D. Prosecutorial Misconduct
Vallejo argues that the prosecutor, in closing argument, shifted the burden of proof when he said, 'There's no testimony, there's no evidence [that Vallejo] has made any efforts to get custody of the child.' V RP at 467.
The State bore the burden of proving that Vallejo committed first degree robbery against both Turner and Knight and that he also committed first degree burglary. The case does not concern the custody of Vallejo's child; therefore, the State had no burden to prove, or shift to Vallejo to prove, that Vallejo made efforts to get custody of his child.
Further, Vallejo bears the burden of establishing misconduct and resulting prejudice. State v. Cheatam, 150 Wn.2d 626, 652, 81 P.3d 830 (2003) (citing State v. Finch, 137 Wn.2d 792, 839, 975 P.2d 967 (1999)). And we will not grant a new trial unless there is a substantial likelihood that the improper argument affected the verdict. Cheatam, 150 Wn.2d at 652 (citing Finch, 137 Wn.2d at 839). Vallejo does not argue that the alleged misconduct affected the verdict. His prosecutorial misconduct claim fails.
Vallejo also argued that the prosecutor committed misconduct when he said that the victims were not prosecuted for possession of marijuana because Vallejo stole the marijuana. But we decline to address that contention because Vallejo fails to provide any meaningful argument. RAP 10.3(a)(5).
We similarly decline to address any further errors asserted in Vallejo's appellate brief or in his statement of additional grounds for review because he fails to cite relevant legal authority and fails to provide a reasoned argument for any of the contentions. RAP 10.3(a)(5); see also Holland v. City of Tacoma, 90 Wn.

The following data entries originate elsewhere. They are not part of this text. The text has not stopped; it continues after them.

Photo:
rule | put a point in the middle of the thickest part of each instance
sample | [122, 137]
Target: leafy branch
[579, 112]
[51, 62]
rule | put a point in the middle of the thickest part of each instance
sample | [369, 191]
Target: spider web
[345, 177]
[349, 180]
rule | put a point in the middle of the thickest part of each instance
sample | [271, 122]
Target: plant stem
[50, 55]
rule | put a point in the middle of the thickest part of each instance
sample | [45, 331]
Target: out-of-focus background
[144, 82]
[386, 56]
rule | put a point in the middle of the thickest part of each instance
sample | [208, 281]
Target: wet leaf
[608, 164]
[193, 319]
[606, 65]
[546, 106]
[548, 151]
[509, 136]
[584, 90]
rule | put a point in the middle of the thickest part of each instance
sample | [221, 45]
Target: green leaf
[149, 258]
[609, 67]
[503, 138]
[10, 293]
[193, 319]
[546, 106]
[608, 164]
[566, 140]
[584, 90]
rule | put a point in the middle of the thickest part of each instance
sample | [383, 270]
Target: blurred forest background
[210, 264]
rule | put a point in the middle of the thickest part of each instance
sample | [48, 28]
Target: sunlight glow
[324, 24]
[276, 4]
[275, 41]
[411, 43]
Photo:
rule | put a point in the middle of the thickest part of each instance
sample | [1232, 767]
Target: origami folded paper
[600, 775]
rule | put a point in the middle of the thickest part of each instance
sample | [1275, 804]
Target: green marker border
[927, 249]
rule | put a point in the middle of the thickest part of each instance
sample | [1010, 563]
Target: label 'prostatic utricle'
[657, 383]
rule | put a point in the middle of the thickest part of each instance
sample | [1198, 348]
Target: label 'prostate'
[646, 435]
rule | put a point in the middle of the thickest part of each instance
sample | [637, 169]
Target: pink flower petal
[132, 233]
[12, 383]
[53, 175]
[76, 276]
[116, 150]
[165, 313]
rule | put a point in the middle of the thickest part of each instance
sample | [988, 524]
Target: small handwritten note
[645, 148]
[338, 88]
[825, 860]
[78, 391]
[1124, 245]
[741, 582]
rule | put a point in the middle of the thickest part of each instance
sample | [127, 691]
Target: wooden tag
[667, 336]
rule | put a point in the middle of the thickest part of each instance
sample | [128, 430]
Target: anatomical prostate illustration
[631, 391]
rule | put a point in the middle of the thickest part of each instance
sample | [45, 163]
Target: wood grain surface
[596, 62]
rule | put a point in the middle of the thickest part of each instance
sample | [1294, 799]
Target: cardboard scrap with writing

App. 533, 538, 954 P.2d 290 (1998) (an argumentative assertion with a lack of reasoned argument does not merit judicial consideration).
Affirmed.
A majority of the panel having determined that this opinion will not be printed in the Washington Appellate Reports, but will be filed for public record pursuant to RCW 2.06.040, it is so ordered.
HOUGHTON, P.J. and PENOYAR, J., concur.